In their recent study, Palsgaard and her fellow researchers looked at four condom brands, as well as different brands, materials and sizes of medical gloves. They found two key things: “The condom didn't help significantly,” Palsgaard says. But nitrile gloves — which are made from synthetic rubber (not latex) and are the most common ones found in medical settings — “worked best to prevent the lateral walls from collapsing inward.” Palsgaard notes the key is to “balance that with whether or not the speculum can open easily because you don’t want it to be too restrictive. The nitrile glove” — specifically, the middle finger of the glove — “was the best.”

Why hasn’t the speculum’s design changed much in 170 years?

There's a reason the tool has been used for nearly two centuries. Dr. Alson Burke, an ob-gyn with UW Medicine, previously told Yahoo Life that the speculum does its job “pretty well.” As far as why there haven't been many strides made in terms of improving the speculum, Burke shared: “Unfortunately, with a lot of women's health and reproductive health, there isn't a lot of money toward innovation,” adding: “There are places where it could be better.”

Palsgaard agrees, saying: “The speculum design has not changed much at all.” As a medical student, Palsgaard herself has asked her mentors why this is the case. Her understanding is this: “If you think about it, inventing the speculum was the start of gynecology,” she says. “People are so trained on them it’s really hard to move away from them. And practitioners are so good at using this tool that some don't feel like they need a different tool to use and don’t want to change. It’s also so cheap, and these newer speculum designs that come out — some are commercially available and I know of one that’s marketed to patients and they're like $60, $70.” She adds: “I think there’s a lot of barriers.”

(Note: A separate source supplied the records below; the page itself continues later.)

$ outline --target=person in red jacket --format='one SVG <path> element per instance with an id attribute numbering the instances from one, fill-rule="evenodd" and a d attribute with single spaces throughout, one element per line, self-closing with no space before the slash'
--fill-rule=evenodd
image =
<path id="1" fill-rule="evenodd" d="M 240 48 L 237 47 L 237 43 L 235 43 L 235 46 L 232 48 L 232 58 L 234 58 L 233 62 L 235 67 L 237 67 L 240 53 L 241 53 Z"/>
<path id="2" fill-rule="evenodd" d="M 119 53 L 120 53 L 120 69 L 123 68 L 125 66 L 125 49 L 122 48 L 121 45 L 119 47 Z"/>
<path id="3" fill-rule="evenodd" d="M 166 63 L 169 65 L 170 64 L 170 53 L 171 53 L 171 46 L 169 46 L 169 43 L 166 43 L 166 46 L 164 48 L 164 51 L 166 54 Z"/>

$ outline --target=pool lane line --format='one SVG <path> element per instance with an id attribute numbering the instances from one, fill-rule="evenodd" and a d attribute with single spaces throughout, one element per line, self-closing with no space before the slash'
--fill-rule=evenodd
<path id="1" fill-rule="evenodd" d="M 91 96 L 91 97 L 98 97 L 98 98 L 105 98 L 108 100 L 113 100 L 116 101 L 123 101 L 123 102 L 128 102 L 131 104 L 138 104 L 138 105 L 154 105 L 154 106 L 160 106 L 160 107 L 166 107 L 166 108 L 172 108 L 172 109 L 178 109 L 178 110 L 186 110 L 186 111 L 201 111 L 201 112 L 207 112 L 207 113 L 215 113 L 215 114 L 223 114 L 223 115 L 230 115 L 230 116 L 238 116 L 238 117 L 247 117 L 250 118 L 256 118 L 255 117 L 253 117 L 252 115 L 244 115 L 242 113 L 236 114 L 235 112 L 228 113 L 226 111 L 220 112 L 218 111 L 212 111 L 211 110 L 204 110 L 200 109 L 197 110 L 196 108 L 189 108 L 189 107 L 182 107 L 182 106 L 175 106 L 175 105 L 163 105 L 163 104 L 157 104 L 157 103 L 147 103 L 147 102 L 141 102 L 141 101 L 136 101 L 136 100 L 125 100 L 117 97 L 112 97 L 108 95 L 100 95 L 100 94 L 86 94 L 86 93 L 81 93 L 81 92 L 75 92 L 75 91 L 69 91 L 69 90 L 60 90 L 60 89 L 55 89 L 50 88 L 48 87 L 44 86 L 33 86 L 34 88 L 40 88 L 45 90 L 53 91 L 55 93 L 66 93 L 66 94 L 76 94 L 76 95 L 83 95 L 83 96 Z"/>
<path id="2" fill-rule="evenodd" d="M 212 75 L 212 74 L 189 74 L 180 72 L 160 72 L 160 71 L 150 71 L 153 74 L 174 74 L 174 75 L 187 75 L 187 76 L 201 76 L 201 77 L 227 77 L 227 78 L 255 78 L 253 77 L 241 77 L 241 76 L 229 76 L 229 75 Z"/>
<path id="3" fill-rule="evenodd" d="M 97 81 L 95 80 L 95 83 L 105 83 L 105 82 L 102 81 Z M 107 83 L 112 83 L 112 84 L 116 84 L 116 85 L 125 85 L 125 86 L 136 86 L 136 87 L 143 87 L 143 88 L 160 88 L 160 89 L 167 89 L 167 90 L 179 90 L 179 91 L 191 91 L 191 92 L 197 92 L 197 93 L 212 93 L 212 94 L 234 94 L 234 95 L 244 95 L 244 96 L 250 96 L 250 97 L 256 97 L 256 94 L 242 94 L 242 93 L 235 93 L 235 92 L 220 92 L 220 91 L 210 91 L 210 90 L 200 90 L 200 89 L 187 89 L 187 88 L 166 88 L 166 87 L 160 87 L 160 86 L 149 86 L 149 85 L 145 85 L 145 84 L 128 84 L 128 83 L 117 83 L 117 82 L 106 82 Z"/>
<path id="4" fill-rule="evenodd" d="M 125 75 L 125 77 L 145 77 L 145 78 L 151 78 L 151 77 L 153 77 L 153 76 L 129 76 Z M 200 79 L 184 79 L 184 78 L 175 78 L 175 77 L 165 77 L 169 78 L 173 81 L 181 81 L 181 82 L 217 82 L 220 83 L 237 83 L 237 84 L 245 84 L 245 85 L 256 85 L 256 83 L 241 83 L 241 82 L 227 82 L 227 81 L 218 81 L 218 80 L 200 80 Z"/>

Until a better speculum is designed and widely adopted, simple fixes, such as putting a nitrile glove on an existing speculum to improve visualization, can make a difference for not only doctors but also patients. Palsgaard points out that making it easier for doctors to see during a gynecological exam can help “decrease the length of the experience,” she says.

Dr. Amy Wagoner Johnson, co-author of the study and head of the department of biomedical and translational sciences at Carle Illinois College of Medicine, tells Yahoo Life that better visualization can mean that doctors “don’t have to mess around, to take [the speculum] out and put it back — that can be difficult for the patient if they have to keep trying.”

With this study, Johnson says that “this is a nice way to draw attention to the issue and to women’s health issues in general. So this is a good thing.”